My blog on Cisco/Juniper announcements, and my earlier blog about the fall planning cycle for 2023 and its relationship to operations models, made me think about what kind of network and IT operations strategy might actually serve enterprises best. Only about a third of enterprises even say they have a unified model for management of network operations, and only 5% claimed any unified network/IT model. Frankly, I doubt the real number is even half that.
It’s hard to say just exactly why we’re having such little success with a unified operations view, but my feeling is that a big part is the fact that “operations” and “management” tends to focus on the old FCAPS (fault, configuration, accounting, performance, and security) acronym. When applied by technical teams, this tends to mean thinking mostly in terms of parameters and alerts. These are specialized to the infrastructure they’re associated with, meaning that they’re separated by hosting versus network, software versus hardware, and so forth.
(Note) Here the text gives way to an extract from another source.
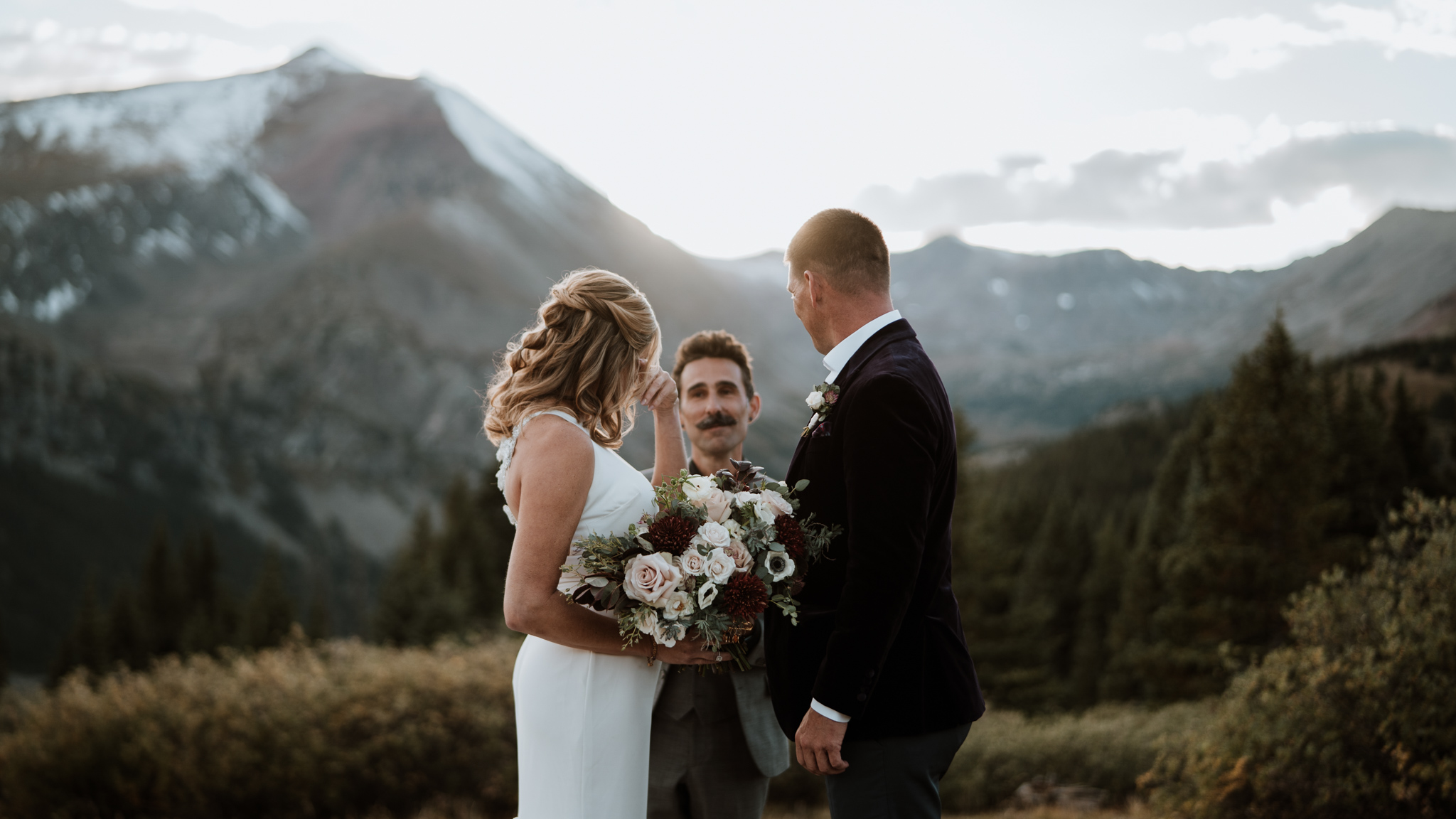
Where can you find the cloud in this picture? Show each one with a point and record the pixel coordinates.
(44, 57)
(1265, 41)
(1158, 190)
What I hear from enterprises, by a margin of almost 3:1, is that most of their operations activity is related to user support, meaning that rather than being “event driven” in a technical sense, it’s complaint-driven. This, I think, is because of the transformation from building infrastructure to combining services. Networking is a combination of VPNs and SD-WAN (or SASE) and computing is the cloud, the data center, applications (self-developed and third party), and the users or employees aren’t able to parse the relationships to make a specific complaint. Instead they tend to report in terms of what they can’t do. Think “I can’t get on the network” or “I can’t access my application”.
The same shift in how users/workers are supported impacts the operations staff. Ops professionals tell me that if they get a user complaint, their first step is to check the state of their resources to see if there are any problems currently detected. Many will admit that if there’s something already known that’s reasonably associated with the reported problem, there’s a strong tendency to say “We’re working on it.” To actually try to isolate the problem, these professionals will usually ask a few questions or check a few displays to drive a first-level fault isolation. Is the problem one app or all apps, one user or everyone at a given location? They’ll use this top-down approach to align the likely problem with a specialist or management toolkit.
“Monitoring” and “management” are terms that in ops-talk tend to be associated with a resource-side approach to things. As almost 90% of line organizations and almost 40% of operations professionals believe, a demand-side approach would map better to the complaint-driven manner in which operations has evolved. This, I think, is the main driver behind the concept of “observability”. Yes, many say that the goal of observability is to get actionable data, but most of the products are really focused on getting application-side information given that the users are in almost all cases trying to use applications. If application performance could be tracked (“observed”) then you should be able to link what you find to user quality of experience. If the linkage is done right, then you should be able to isolate the cause to at least a specific service or element.
The goal in observability, wherever it’s started, is to get as detailed as possible a picture of a workflow associated with a user/application relationship. If we envision this workflow as being a series of message hops that starts with a request, traces through network, application, hosting, database, and other fulfillment elements, and then returns as a response, what we’d like to be able to do is to track and time units of work along the flow to establish where something is getting delayed, corrupted, or lost.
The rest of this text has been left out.